Objective: We established a co-culture system to investigate endothelial cell-fibroblast interaction in scleroderma (systemic sclerosis, SSc). Such a system allows reciprocal interaction between these cells. The pattern of phenotypic modulation for normal and SSc fibroblasts in co-culture was compared.
Methods: A virally transformed human umbilical vein endothelial cell (HUVEC) derived cell line (1E-7) was cultured on nitrocellulose membrane inserts above dermal fibroblast monolayers. The effect of co-culture on fibroblast number, [3H]-thymidine ([3H]-TdR) incorporation, and collagen (type I) production were compared for 10 SSc and 5 control cell lines. Co-culture with the epithelial lines A549 and A431, and nontransformed HUVEC, was also investigated.

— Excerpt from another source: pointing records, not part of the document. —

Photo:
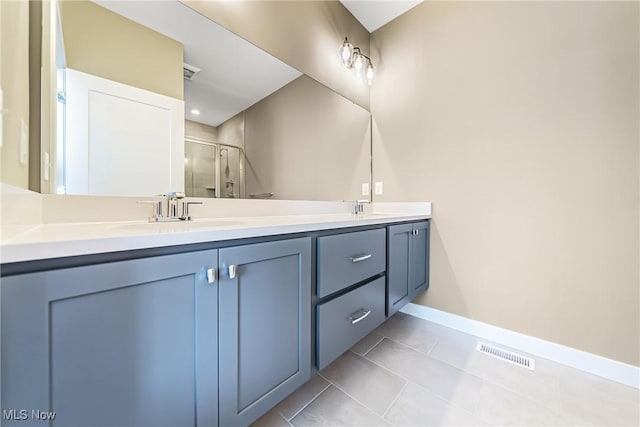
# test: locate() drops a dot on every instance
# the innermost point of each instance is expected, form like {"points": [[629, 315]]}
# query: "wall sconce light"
{"points": [[352, 57]]}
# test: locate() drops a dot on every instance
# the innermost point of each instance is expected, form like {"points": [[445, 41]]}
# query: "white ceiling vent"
{"points": [[507, 356], [189, 71]]}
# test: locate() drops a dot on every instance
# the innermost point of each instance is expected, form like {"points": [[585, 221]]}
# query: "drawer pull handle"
{"points": [[359, 258], [362, 314], [211, 275]]}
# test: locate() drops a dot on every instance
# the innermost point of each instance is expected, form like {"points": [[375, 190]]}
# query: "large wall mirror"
{"points": [[154, 97]]}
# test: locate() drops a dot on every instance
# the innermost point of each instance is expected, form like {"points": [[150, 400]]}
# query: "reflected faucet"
{"points": [[173, 199]]}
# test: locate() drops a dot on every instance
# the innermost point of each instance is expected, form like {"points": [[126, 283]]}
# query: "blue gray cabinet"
{"points": [[408, 263], [129, 343], [265, 333]]}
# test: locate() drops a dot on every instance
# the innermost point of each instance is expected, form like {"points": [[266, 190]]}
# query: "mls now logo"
{"points": [[23, 414]]}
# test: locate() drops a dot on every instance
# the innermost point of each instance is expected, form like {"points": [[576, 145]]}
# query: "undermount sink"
{"points": [[179, 225]]}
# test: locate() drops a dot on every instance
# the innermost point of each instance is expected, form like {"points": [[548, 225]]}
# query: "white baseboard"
{"points": [[592, 363]]}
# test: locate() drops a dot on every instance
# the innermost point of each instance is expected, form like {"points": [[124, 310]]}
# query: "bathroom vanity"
{"points": [[209, 332]]}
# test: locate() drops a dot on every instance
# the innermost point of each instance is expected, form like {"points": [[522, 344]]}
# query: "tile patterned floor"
{"points": [[410, 372]]}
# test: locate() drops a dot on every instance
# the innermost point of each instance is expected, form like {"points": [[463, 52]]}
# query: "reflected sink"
{"points": [[179, 225]]}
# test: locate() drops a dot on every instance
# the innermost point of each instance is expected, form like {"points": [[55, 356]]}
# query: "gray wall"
{"points": [[307, 142], [519, 121]]}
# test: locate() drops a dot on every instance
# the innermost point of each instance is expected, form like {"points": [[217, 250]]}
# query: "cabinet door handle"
{"points": [[359, 258], [359, 316], [232, 271], [211, 275]]}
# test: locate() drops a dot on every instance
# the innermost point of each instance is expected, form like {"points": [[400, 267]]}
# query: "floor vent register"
{"points": [[507, 356]]}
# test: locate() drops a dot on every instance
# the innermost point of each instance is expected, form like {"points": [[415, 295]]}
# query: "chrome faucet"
{"points": [[173, 201], [358, 206]]}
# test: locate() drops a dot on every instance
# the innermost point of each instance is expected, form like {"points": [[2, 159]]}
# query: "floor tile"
{"points": [[367, 343], [334, 408], [444, 380], [293, 404], [499, 406], [271, 419], [598, 401], [409, 330], [417, 407], [368, 383], [460, 350]]}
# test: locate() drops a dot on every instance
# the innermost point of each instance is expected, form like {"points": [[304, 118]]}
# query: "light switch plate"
{"points": [[378, 188]]}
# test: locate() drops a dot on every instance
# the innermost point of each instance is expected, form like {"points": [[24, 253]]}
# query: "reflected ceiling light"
{"points": [[352, 57], [346, 52]]}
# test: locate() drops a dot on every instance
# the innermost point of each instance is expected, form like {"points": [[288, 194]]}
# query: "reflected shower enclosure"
{"points": [[213, 169]]}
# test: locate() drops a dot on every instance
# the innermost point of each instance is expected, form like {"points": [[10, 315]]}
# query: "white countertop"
{"points": [[45, 241]]}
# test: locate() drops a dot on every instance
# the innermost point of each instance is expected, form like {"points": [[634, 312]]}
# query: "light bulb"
{"points": [[359, 62], [370, 73], [346, 52]]}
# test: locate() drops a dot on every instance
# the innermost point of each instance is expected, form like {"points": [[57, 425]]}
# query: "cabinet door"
{"points": [[265, 326], [131, 343], [399, 239], [419, 271]]}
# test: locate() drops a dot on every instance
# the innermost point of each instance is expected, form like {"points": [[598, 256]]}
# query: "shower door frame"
{"points": [[217, 146]]}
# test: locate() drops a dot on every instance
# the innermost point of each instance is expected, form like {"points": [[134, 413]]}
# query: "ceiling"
{"points": [[373, 14], [234, 74]]}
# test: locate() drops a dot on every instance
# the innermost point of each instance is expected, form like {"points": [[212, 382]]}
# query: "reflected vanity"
{"points": [[225, 120]]}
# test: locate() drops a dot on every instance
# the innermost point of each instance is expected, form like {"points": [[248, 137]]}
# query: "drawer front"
{"points": [[346, 259], [344, 321]]}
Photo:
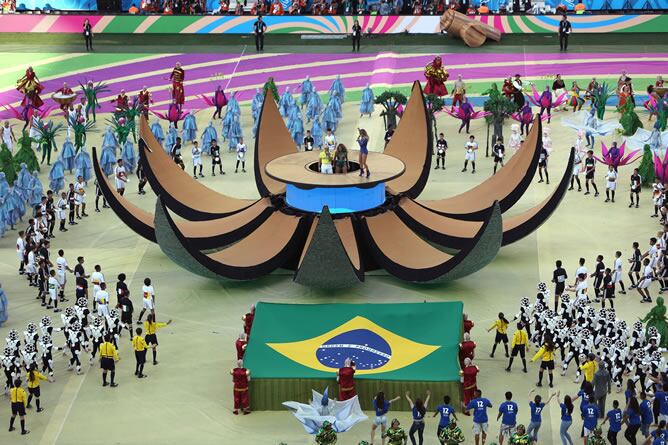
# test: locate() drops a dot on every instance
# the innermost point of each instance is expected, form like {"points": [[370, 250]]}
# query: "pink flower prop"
{"points": [[618, 159]]}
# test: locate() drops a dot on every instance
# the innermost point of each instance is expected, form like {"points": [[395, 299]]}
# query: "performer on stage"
{"points": [[518, 95], [65, 90], [177, 77], [436, 76], [240, 378], [144, 99], [121, 101], [31, 87], [345, 377], [469, 380], [458, 92]]}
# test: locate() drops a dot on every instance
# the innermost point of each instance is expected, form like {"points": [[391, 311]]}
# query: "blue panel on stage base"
{"points": [[338, 199]]}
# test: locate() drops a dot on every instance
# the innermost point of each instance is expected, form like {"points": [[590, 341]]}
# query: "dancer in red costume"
{"points": [[30, 86], [436, 76], [345, 377], [177, 77]]}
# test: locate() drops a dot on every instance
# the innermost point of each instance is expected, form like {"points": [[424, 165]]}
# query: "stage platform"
{"points": [[294, 348], [289, 24]]}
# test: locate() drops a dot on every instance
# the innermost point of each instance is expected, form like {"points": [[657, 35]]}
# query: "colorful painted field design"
{"points": [[110, 24], [382, 71]]}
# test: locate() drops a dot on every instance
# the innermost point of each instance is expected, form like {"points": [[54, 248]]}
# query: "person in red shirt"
{"points": [[121, 102], [240, 378], [466, 349], [241, 344], [469, 379], [248, 320], [345, 377], [468, 324]]}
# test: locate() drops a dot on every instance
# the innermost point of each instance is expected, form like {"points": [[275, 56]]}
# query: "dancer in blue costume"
{"points": [[83, 164], [337, 87], [4, 304], [335, 103], [329, 118], [189, 132], [67, 154], [109, 140], [297, 131], [235, 134], [37, 190], [16, 208], [157, 131], [285, 102], [208, 135], [23, 183], [128, 156], [366, 105], [307, 90], [172, 134], [107, 160], [57, 176], [314, 107], [317, 132]]}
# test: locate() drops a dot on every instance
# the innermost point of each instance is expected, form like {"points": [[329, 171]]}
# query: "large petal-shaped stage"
{"points": [[415, 240]]}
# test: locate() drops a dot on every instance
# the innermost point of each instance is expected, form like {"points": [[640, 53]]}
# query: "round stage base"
{"points": [[338, 199]]}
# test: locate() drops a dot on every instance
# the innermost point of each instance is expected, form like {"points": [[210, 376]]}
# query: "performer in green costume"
{"points": [[326, 435], [657, 318]]}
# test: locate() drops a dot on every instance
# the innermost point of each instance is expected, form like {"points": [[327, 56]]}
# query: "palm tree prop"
{"points": [[392, 102], [499, 107]]}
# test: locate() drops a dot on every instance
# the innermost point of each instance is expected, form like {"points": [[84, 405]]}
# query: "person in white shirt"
{"points": [[20, 251], [611, 184], [197, 160], [61, 208], [330, 140], [61, 270], [471, 146], [148, 300], [121, 177], [645, 281], [617, 276], [241, 156], [54, 290], [97, 278], [102, 298], [80, 197]]}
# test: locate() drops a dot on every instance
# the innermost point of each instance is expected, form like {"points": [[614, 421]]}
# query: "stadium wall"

Results: We observed a statistically significant increase in cell number and a reduction in collagen production for SSc, but not control, fibroblasts co-cultured with endothelial cells. This co-culture also promoted [3H]-TdR incorporation in both SSc and control fibroblasts. While epithelial cell lines did not influence fibroblast cell number, collagen production by SSc fibroblasts was diminished by A549.
Conclusions: Endothelial cell derived soluble factors modulated fibroblast properties in co-culture, and the different response of SSc compared with normal fibroblasts provides further evidence for a link between endothelial and fibroblast dysfunction in this disease. However, similar effects on SSc fibroblast collagen production were also observed for some epithelial cells, suggesting that modulation of fibroblast properties is not restricted to cells of endothelial origin.